David Hume, 1711 yılında İskoçya'da doğdu ve üç yıl sonra felsefe peşinde bırakarak Edinburg Üniversitesi'ne gitti. Ailesinin isteği üzerine hukuk okumaya çalıştı, ancak kısa bir duruşmadan sonra onu terk etti. Bundan sonra, Fransa ve Cizvit Koleji'nde iken 'İnsan Doğasının Bir İncelemesi' adlı ilk yayını üzerinde İngiltere ve Fransa'ya seyahat etmeye başladı. 1739'da Londra'da yayınlandı. Hume son derece şüpheci bir insandı, madde, zihin, din ve bilim gibi şeyleri ikna edici bir şekilde duyu izlenimleri ve hatıralara indirgiyordu. 'Aklın' zihinsel algıların bir koleksiyonu olduğunu ve akıl olmadan özgür iradenin olmadığını savundu. Desteklenebilir olmadıklarını iddia ederek neden ve sonuca asla inanmadı.

Immanuel Kant 1724 yılında Prusya Konigsberg'de (bugünkü Kaliningrad, Rusya) doğan başka bir büyük düşünürdü. İnişe göre İskoç idi ve Pietizm olarak bilinen çok muhafazakar bir yetiştiriciliği vardı. Konigsberg Üniversitesi'ne devam etti ve doktorasını orada aldı. Özel bir öğretmendi, öğrencileri tarafından ödeniyordu ve bu genellikle kötü bir yaşam ve bekârlık anlamına geliyordu. Başlangıçta ilgi alanları fizik, biyoloji, jeoloji ve astronomi alanlarında bilimdeydi. Her halükarda Kant, başlangıçta güneşe ve gezegenlere yoğunlaşan dönen gazların, temelde bugün gerçek olduğuna inanılan nebular hipotezini tanıttı. Ayrıca Lucretius'un bitki ve hayvan yaşamının evrimi fikrini yeniden tanıttı.
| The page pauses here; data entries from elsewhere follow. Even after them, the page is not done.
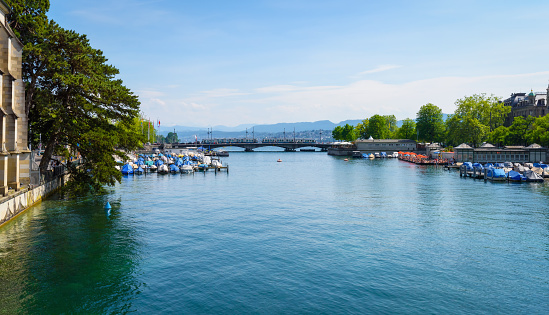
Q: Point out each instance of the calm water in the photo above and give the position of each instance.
(313, 234)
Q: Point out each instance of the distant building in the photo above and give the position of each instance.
(14, 153)
(532, 104)
(385, 145)
(487, 153)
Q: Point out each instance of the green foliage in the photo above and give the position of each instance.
(345, 133)
(146, 129)
(487, 110)
(498, 136)
(539, 131)
(407, 130)
(519, 130)
(476, 120)
(79, 103)
(465, 130)
(172, 138)
(361, 129)
(337, 133)
(429, 123)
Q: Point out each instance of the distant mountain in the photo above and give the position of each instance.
(224, 131)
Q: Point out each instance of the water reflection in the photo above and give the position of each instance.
(70, 258)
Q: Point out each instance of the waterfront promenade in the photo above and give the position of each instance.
(313, 234)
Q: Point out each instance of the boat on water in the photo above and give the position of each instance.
(127, 169)
(163, 169)
(139, 170)
(532, 176)
(217, 163)
(496, 174)
(174, 169)
(515, 176)
(186, 168)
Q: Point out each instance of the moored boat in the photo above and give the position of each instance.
(163, 169)
(127, 169)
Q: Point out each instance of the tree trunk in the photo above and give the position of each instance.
(48, 152)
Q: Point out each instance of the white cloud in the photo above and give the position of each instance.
(222, 93)
(357, 100)
(380, 68)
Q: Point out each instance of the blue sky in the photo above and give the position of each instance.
(208, 63)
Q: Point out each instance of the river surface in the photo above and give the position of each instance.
(311, 235)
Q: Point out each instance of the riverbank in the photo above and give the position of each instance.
(16, 203)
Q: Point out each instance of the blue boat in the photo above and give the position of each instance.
(468, 166)
(174, 169)
(127, 169)
(496, 174)
(139, 171)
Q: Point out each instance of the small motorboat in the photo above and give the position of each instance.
(127, 169)
(163, 169)
(186, 168)
(139, 171)
(532, 176)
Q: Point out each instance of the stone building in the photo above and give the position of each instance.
(14, 153)
(532, 104)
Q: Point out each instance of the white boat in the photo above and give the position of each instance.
(163, 169)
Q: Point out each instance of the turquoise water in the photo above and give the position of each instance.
(313, 234)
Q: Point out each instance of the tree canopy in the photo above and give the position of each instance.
(429, 123)
(72, 96)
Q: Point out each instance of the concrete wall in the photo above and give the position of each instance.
(15, 204)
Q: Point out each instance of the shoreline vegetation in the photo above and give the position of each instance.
(75, 103)
(478, 118)
(77, 106)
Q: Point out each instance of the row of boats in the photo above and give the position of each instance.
(169, 163)
(379, 155)
(515, 172)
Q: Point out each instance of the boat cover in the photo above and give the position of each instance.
(531, 176)
(516, 176)
(127, 169)
(496, 173)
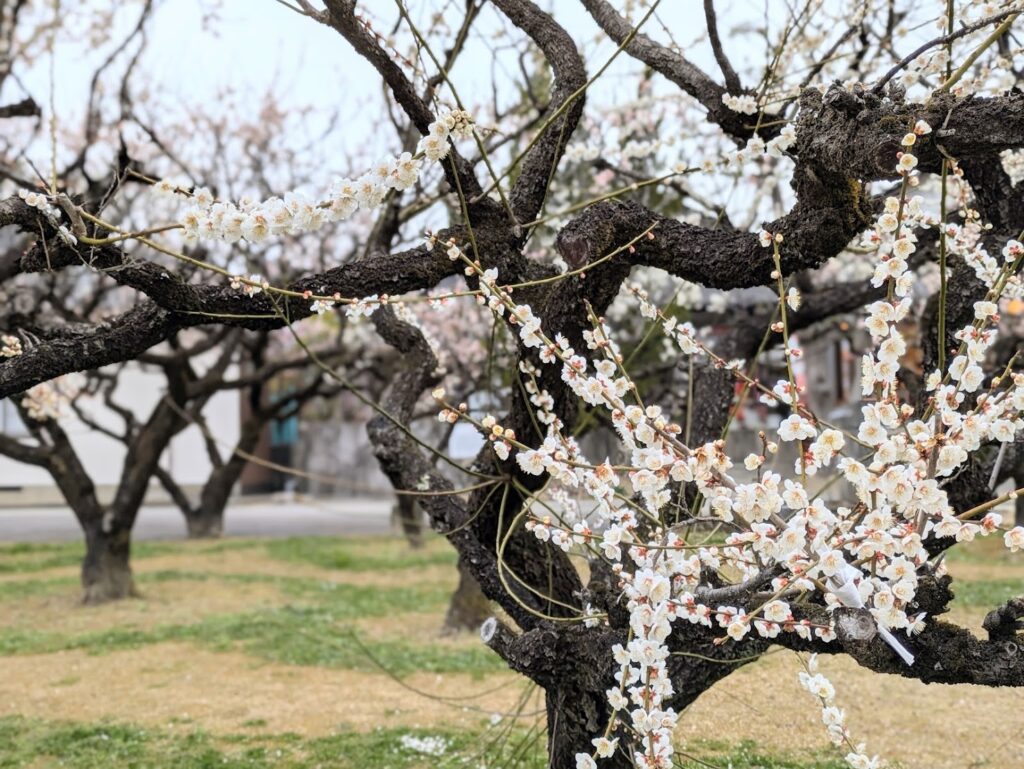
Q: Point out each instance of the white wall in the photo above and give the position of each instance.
(138, 388)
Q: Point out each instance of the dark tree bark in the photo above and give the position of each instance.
(105, 569)
(468, 606)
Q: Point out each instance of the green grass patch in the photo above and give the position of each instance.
(42, 744)
(987, 594)
(368, 554)
(748, 755)
(27, 557)
(315, 629)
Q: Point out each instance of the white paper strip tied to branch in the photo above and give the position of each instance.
(844, 586)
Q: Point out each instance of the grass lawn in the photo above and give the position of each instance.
(327, 652)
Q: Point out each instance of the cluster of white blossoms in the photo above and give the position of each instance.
(865, 556)
(10, 346)
(42, 203)
(744, 103)
(833, 717)
(44, 401)
(254, 220)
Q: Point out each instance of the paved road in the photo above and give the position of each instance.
(262, 517)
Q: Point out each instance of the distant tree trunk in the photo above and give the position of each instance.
(205, 524)
(468, 607)
(105, 569)
(408, 514)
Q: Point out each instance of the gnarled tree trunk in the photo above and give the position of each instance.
(105, 570)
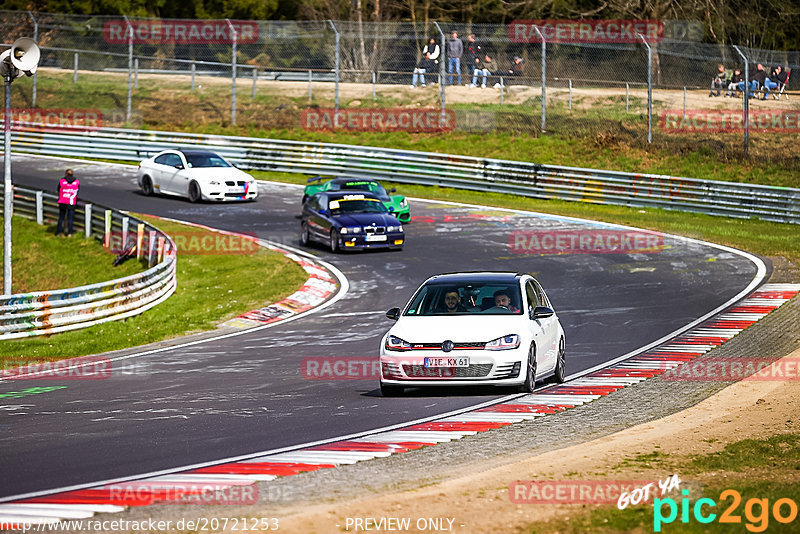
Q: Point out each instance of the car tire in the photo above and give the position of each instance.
(530, 372)
(334, 241)
(560, 372)
(194, 192)
(147, 186)
(391, 390)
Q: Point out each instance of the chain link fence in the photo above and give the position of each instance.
(301, 74)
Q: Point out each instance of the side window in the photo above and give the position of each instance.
(541, 295)
(533, 299)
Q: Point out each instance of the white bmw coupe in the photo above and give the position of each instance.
(195, 174)
(463, 329)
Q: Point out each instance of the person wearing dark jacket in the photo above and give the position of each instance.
(455, 49)
(67, 198)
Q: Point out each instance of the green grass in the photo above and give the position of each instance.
(756, 468)
(211, 289)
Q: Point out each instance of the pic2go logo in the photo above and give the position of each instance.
(756, 511)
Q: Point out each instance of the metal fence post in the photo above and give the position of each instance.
(234, 37)
(130, 69)
(87, 220)
(336, 57)
(443, 57)
(35, 38)
(39, 208)
(544, 78)
(649, 88)
(746, 102)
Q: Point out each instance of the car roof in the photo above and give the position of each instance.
(335, 195)
(487, 276)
Felsefi düşüncede farklılıklar

İki erkek etiği büyük ölçüde tezat oluşturuyordu. Hume'un felsefi yöntemi deneysel ve ampirik olmakla birlikte, Kant manevi ilkeyi topraklama gerekliliğine vurgu yapmaktadır. Kant, ahlakı kendi içinde pratik bir neden anlayışına dayandırır. Hume'un görüşüne göre, yardımseverlik ve cömertlik gibi duyguların uygun ahlaki motivasyonlar olduğunu söyleyerek sebebi bir 'tutkuların kölesi' dir. Kant, görev güdüsünü, Hume'un genellikle geri düşme güdüsü olarak gördüğü bir güdüyü, bir ajanın ahlaki taahhüdünü benzersiz bir şekilde ifade ettiği ve bu nedenle eylemlere özel bir ahlaki değer taşıdığını düşünüyor. İki erkeğin etik standı birçok noktada farklılık gösterse de, ikisi arasında bazı önemli bağlantılar vardır. Ahlak ve motivasyon ile ilgili bazı varsayımlar paylaştılar.

Özet:
1. Hume İskoçya'da doğdu ve büyüdü, Kant bugün Rusya'da doğdu ve büyüdü.
2.Hume'un yöntemleri deneysel ve ampirikken Kant a priori prensibine inanıyordu.
3. Ahlak gelince, Kant'ın konsepti pratik olan bir nedendi, Hume ise nedenin sadece tutkuyla ilgili olduğuna inanıyordu..
4.Hant felsefesinde son derece şüpheliyken, Kant'ın özellikle bilimsel eleştirilere daha açık olması.